Славянофилы, которые были посмелее, даже косились на правительство, наивно подозревая его в попустительстве западникам. Когда же говорили о самих западниках, сеющих смуту, тут готовы были московские философы применить древнейшее против крамолы средство – топор и плаху.
Александр Герцен не представлял себе, каким пышным цветом расцвела в Москве эта своебытная философия – помесь маниловских мечтаний, ученой схоластики, нетерпимости и мистицизма с привкусом лампадного масла.
Но и у своебытных философов не было единого взгляда на будущее. Если же что-либо и объединяло их без исключения, то это была лютая ненависть к Виссариону Белинскому.
– Они правы по-своему, – говорил Герцен жене, возвратись с очередной сходки у славянофилов. – Белинского можно или любить, или ненавидеть. Середины нет.
– А когда же Виссарион Григорьевич будет в Москву? – спрашивала Наталья Александровна. Она издавна питала к нему большую дружбу.
– Боткин твердо отвечает: обещал Белинский этим летом хоть пешком, да прийти в Москву.
Лето было в разгаре. Белинский в Москву не ехал.
Немногих прежних друзей застал, вернувшись из ссылки, Герцен. Невесело пенилось при встречах вино. Приветствуя изгнанника, вспоминали тех, кого раскидала жизнь в разные стороны.
Чаще всего ездил Герцен к Грановскому. Этот молодой преподаватель Московского университета обладал широким кругозором и нежной, мягкой душой. Совсем еще юная жена Грановского так же легко и естественно сошлась с Натальей Герцен. На дружеских встречах шумел неугомонный Кетчер. Одинокий бобыль, он так растворился в товариществе, что вне товарищества не мог провести дня. Позже других приезжал Василий Петрович Боткин. Суровый родитель по-прежнему не давал спуска сыну-приказчику, даром что стал сын знатоком искусства и литературы. На сходках не было Виссариона Белинского, но он постоянно напоминал о себе в каждой книжке «Отечественных записок».

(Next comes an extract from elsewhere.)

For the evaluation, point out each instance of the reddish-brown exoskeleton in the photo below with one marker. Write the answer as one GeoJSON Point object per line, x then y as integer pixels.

Всех их славянофилы презрительно именовали западниками.
Но даже славянофилы, предававшие анафеме всех западников скопом, понятия не имели о том, какие ожесточенные распри вскоре у них возникнут. Некоторые из западников считали порядки, утвердившиеся в Западной Европе, едва ли не конечной и совершенной формой жизни. А Виссарион Белинский и Александр Герцен, например, вовсе не считали порядки западных государств ни конечными, ни совершенными. Они ясно представляли себе, что несут обездоленным самые красноречивые конституции, продиктованные властью капитала.
Но пока что битвы у московских западников происходили со славянофилами. Появился Герцен – бои ожесточились.

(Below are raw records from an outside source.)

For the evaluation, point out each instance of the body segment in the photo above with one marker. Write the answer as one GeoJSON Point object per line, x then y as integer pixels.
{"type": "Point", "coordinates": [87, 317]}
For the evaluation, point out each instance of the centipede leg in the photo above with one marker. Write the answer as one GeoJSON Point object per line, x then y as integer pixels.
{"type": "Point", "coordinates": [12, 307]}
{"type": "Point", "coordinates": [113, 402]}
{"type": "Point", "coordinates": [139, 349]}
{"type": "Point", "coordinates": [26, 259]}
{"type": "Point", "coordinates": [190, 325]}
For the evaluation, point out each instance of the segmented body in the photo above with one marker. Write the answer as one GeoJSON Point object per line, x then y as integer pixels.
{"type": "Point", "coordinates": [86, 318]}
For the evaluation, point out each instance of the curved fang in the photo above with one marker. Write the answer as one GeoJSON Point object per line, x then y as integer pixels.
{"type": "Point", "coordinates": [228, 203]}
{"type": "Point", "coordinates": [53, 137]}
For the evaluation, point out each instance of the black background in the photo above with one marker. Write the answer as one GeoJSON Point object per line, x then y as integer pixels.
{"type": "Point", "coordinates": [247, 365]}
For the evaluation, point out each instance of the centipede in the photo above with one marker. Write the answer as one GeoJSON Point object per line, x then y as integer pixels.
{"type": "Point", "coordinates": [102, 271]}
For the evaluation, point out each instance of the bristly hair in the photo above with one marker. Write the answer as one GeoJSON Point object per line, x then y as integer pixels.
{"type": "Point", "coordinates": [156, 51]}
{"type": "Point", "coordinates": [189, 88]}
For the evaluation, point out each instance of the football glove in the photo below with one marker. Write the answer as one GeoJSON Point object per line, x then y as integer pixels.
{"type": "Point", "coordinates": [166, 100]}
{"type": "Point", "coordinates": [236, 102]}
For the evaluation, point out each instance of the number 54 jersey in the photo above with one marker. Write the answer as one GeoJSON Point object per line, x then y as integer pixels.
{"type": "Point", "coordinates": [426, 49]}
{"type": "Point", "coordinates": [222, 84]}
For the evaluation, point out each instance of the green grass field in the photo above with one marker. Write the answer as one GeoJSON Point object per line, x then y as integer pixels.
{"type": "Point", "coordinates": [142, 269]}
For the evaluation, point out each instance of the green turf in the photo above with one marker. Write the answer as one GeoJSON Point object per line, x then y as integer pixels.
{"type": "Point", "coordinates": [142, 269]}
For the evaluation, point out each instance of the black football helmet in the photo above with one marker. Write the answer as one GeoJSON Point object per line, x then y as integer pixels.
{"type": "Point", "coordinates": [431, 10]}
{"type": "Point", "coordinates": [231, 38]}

Константин Сергеевич Аксаков сам давал соблазнительные поводы для атаки. Это был воинствующий и неутомимый пророк, искавший битвы с неверными.
– Петербург, – объяснял Аксаков, – только резиденция онемечившихся царей, Москва – столица русского народа.
– Добавьте, – перебивал его Герцен, – что в Петербурге вас посадят в кордегардию, а в Москве отведут на съезжую. Как же не предпочесть патриархальную Москву?
Но пророк не любил шуток, когда дело касалось его веры. В ответ он начинал величание Москвы – столицы народа-богоносца. От восторга речь его прерывалась мистическими восклицаниями, смысл которых был понятен только самому пророку.
…Герцен, вернувшись домой, прошел в детскую. Там вернее всего найти Наташу. А Сашка, увидев отца, начал с жаром что-то лепетать. Трудно уловить течение его мысли, потому что скачет Сашкина мысль, как проворная блоха. Да еще изъясняется Сашка от внутреннего восторга какими-то междометиями.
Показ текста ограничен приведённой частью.